Nearly a third of hospitals and health systems are planning to implement biometrics (29%), digital forensics (28%) or penetration testing (28%) within the next 24 months, according to new HIMSS Media research. (HIMSS is the parent company of Healthcare IT News.)

However, 43% say funding is keeping their organizations from executing on security challenges they have, the research shows.

This is the fourth installment in Healthcare IT News' latest feature series, "Health IT Investment: The Next Five Years." This fourth feature focuses on cybersecurity.

The series offers interviews, mostly with CIOs, to learn from them the path forward through the priorities they set with their investments in six categories: AI and machine learning; interoperability; telehealth, connected health and remote patient monitoring; cybersecurity; electronic health records and population health; and emerging technology and other systems.

Click here to access all the features currently available.
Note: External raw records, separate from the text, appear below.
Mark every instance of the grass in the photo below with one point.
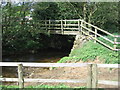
(61, 86)
(90, 51)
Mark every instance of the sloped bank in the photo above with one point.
(86, 50)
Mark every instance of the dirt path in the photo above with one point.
(70, 73)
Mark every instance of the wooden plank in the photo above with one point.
(20, 76)
(94, 76)
(43, 64)
(89, 77)
(43, 80)
(106, 82)
(9, 79)
(57, 64)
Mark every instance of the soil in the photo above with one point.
(70, 73)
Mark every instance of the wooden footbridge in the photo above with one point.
(76, 27)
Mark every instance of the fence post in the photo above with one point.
(94, 76)
(115, 40)
(81, 26)
(20, 76)
(46, 25)
(65, 23)
(95, 35)
(62, 27)
(89, 79)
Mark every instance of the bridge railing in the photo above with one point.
(91, 81)
(75, 27)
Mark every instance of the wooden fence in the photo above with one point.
(74, 27)
(92, 79)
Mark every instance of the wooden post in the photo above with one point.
(46, 25)
(89, 78)
(20, 76)
(62, 27)
(81, 26)
(95, 35)
(115, 40)
(94, 76)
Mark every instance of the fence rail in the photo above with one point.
(92, 79)
(75, 27)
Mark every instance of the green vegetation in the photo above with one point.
(21, 34)
(91, 51)
(61, 86)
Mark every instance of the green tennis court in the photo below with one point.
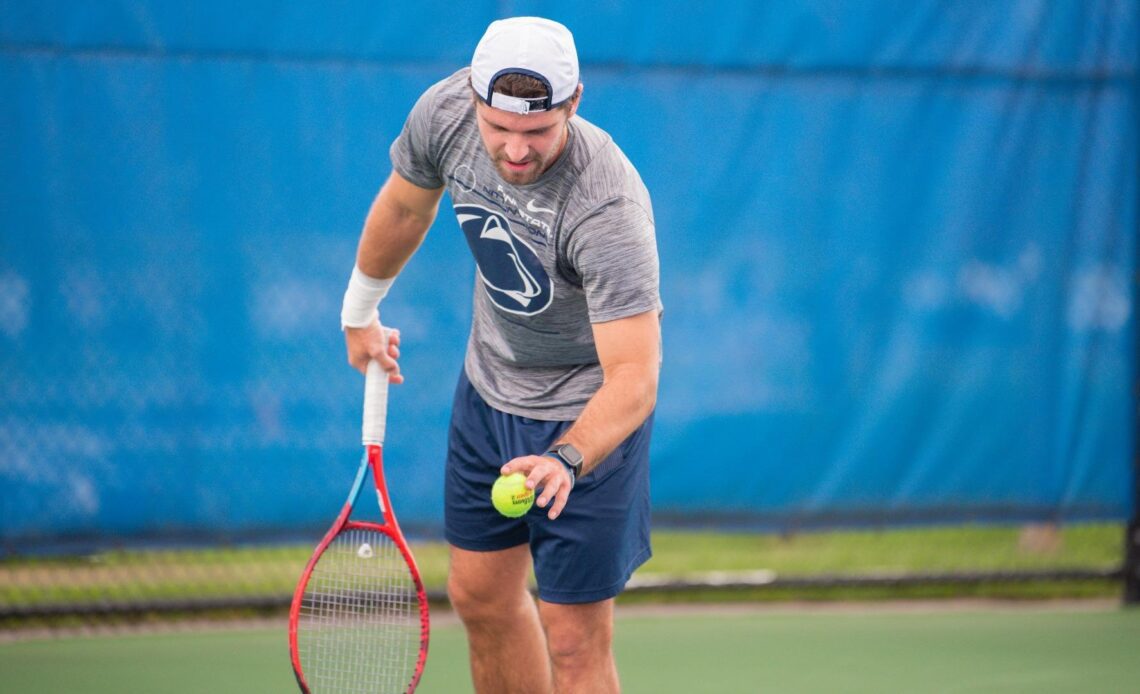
(790, 648)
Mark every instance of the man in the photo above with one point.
(561, 369)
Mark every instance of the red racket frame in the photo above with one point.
(373, 459)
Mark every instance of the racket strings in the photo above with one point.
(359, 623)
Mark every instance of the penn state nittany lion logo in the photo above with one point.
(511, 271)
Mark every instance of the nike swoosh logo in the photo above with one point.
(532, 207)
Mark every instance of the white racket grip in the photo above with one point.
(375, 405)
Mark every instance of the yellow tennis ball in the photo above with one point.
(511, 497)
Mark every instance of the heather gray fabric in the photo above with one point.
(572, 248)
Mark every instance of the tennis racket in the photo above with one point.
(359, 615)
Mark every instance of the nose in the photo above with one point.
(515, 148)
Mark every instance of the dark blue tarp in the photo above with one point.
(897, 245)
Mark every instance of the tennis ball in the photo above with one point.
(511, 497)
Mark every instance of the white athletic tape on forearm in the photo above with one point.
(361, 299)
(375, 403)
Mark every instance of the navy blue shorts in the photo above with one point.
(599, 539)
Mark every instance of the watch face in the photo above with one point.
(570, 455)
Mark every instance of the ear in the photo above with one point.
(576, 99)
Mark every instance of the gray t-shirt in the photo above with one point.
(575, 247)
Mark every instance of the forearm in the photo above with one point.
(627, 397)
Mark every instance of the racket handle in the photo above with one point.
(375, 405)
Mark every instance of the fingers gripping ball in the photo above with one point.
(511, 497)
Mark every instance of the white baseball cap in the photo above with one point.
(531, 46)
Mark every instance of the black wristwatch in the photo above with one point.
(569, 456)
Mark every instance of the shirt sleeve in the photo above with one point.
(613, 253)
(413, 153)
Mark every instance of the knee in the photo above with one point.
(477, 603)
(576, 645)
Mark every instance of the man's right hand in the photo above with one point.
(368, 343)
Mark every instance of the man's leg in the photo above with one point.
(488, 589)
(580, 639)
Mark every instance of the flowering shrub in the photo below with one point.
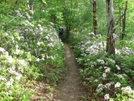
(26, 52)
(105, 75)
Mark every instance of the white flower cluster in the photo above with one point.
(15, 68)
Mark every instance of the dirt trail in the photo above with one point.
(70, 89)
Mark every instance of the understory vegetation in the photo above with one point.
(105, 77)
(30, 53)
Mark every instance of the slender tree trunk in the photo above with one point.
(110, 47)
(124, 20)
(94, 16)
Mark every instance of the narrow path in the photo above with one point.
(70, 89)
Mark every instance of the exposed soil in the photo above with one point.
(70, 89)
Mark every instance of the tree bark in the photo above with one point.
(124, 20)
(110, 47)
(94, 16)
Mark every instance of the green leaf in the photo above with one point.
(44, 1)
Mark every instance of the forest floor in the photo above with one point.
(70, 87)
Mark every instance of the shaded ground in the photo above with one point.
(70, 89)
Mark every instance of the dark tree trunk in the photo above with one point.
(94, 16)
(124, 20)
(110, 47)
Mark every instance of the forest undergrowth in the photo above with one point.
(106, 77)
(31, 57)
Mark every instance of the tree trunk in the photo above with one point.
(110, 47)
(124, 20)
(94, 16)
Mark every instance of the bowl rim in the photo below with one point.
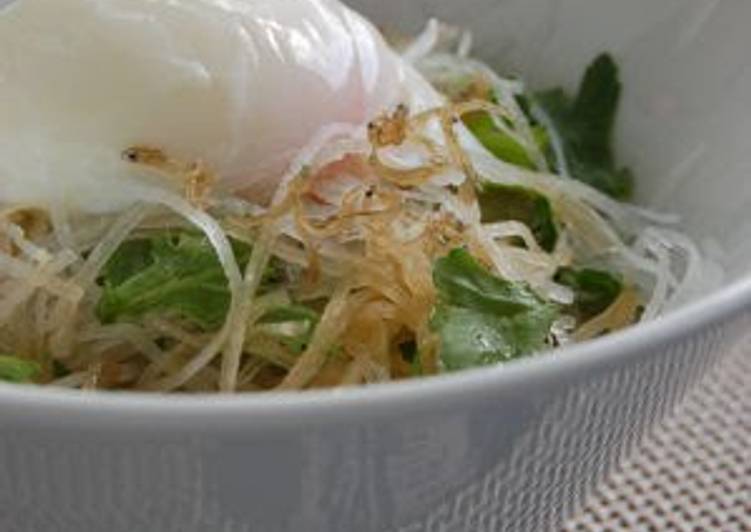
(127, 409)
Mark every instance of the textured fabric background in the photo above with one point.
(694, 472)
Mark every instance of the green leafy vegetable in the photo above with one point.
(482, 319)
(18, 370)
(502, 202)
(499, 143)
(293, 325)
(594, 290)
(585, 125)
(173, 273)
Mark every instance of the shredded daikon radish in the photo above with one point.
(352, 237)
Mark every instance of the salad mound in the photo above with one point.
(492, 227)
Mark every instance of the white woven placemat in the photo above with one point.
(694, 472)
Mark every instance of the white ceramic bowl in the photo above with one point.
(508, 448)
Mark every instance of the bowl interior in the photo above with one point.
(684, 126)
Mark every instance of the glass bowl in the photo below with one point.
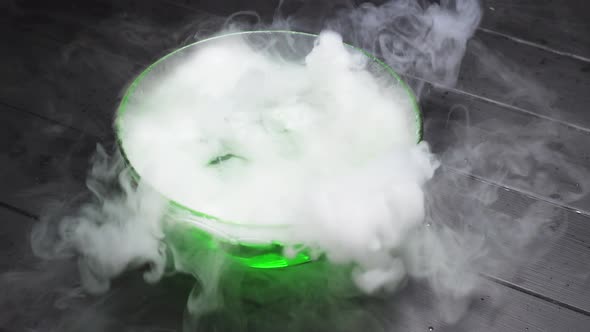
(195, 230)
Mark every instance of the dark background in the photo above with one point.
(64, 65)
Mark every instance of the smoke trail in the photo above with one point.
(119, 227)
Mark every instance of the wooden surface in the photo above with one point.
(63, 69)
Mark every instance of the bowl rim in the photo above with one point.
(121, 109)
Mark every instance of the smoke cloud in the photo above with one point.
(458, 230)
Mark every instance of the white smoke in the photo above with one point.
(451, 234)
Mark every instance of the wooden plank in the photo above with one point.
(75, 86)
(527, 78)
(495, 67)
(559, 25)
(133, 304)
(40, 160)
(570, 141)
(44, 160)
(534, 155)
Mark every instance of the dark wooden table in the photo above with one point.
(64, 64)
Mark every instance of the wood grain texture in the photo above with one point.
(78, 85)
(559, 25)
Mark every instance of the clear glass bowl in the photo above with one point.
(198, 231)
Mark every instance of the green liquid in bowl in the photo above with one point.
(201, 232)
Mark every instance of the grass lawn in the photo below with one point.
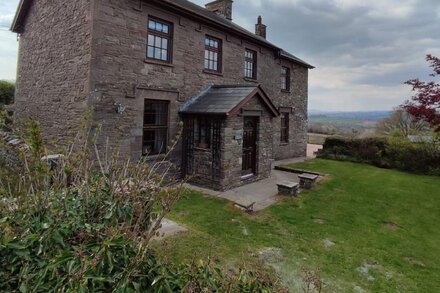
(366, 230)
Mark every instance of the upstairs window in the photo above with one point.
(213, 54)
(159, 40)
(285, 127)
(250, 64)
(285, 79)
(155, 127)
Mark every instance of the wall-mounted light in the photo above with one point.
(119, 108)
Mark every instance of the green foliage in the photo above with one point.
(71, 223)
(391, 152)
(7, 92)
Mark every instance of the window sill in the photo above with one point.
(250, 79)
(202, 149)
(247, 177)
(207, 71)
(157, 62)
(154, 157)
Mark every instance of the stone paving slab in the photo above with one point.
(170, 228)
(263, 193)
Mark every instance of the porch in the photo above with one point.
(227, 137)
(263, 193)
The five CIOs and one COO discussing their plans for the next five years in this installment include:

• Cara Babachicos, senior vice president and CIO at South Shore Health, a health system based in Weymouth, Massachusetts.
• Matt Hocks, COO at Sioux Falls, South Dakota-based Sanford Health, a $6 billion health system serving a predominantly rural population over a four-state footprint with both payer and provider arms.
• Mike Mistretta, vice president and CIO at Virginia Hospital Center in Arlington.
• B.J. Moore, CIO of Providence, a health system that operates 52 hospitals across seven states – Alaska, Montana, Oregon, Washington, California, New Mexico and Texas.
• Michael Restuccia, senior vice president and CIO at Penn Medicine in Philadelphia.
• Dr. Umberto Tachinardi, CIO at Regenstrief Institute in Indianapolis.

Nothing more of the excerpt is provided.